Mengenal Sindrom Tourette, Ketika Tubuh Bergerak di Luar Kendali. Bahayakah?

Ilustrasi Sindrom Tourette. (Istimewa)
Ada gejala fisik yang sebenarnya kerap terjadi, namun jarang disadari oleh kebanyakan orang. Namanya Tourette Syndrom atau Sindrom Tourette, sebuah sindrom di mana tetiba tubuh bergerak sendiri di luar kendali. Apa itu? Bahayakah?

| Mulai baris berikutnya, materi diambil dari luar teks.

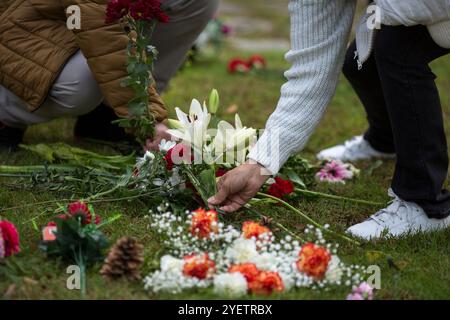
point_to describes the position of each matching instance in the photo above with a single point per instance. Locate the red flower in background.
(238, 65)
(265, 283)
(257, 62)
(204, 223)
(148, 10)
(248, 270)
(116, 10)
(179, 153)
(198, 266)
(9, 238)
(221, 172)
(313, 260)
(281, 188)
(253, 229)
(80, 209)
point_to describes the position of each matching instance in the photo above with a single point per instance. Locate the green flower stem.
(314, 223)
(37, 168)
(279, 225)
(339, 198)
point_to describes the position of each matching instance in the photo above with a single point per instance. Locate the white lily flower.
(193, 127)
(228, 137)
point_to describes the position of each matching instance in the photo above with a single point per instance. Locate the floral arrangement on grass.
(9, 239)
(75, 236)
(204, 252)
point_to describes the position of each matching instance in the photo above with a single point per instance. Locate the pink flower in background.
(9, 238)
(363, 292)
(238, 65)
(226, 30)
(257, 62)
(354, 296)
(334, 172)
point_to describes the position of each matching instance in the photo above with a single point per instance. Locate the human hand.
(238, 186)
(160, 134)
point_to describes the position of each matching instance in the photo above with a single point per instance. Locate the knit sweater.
(319, 35)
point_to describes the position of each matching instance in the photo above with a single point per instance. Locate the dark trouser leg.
(367, 85)
(402, 55)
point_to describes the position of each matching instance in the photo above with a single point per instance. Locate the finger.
(233, 203)
(232, 207)
(221, 195)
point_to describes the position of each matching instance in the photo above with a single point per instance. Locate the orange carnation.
(198, 266)
(313, 260)
(204, 223)
(248, 270)
(253, 229)
(265, 283)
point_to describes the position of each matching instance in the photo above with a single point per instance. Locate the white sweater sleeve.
(319, 35)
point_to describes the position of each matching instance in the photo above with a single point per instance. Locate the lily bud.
(174, 124)
(213, 101)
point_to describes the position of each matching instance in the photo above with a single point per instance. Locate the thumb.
(220, 196)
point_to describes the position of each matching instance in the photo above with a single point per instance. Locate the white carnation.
(334, 272)
(265, 261)
(242, 250)
(165, 145)
(230, 284)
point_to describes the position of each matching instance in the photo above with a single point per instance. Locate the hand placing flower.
(238, 186)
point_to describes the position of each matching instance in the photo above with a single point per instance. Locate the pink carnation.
(335, 172)
(9, 238)
(363, 292)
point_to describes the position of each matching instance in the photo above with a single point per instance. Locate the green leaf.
(207, 179)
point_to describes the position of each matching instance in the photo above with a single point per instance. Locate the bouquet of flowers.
(75, 236)
(204, 252)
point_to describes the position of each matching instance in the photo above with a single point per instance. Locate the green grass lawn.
(416, 267)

Sindrom Tourette adalah gangguan neurologis yang ditandai dengan tics, yaitu gerakan atau vokalisasi berulang, tiba-tiba, dan tidak disengaja. Tics biasanya muncul pada masa kanak-kanak, sekitar usia 5 hingga 10 tahun, dan dapat bervariasi dari ringan hingga parah.

Tics motorik meliputi kedipan mata, mengangkat bahu, atau gerakan wajah. Sedangkan tics vokal bisa berupa batuk, mendengus, atau mengulang kata-kata tertentu.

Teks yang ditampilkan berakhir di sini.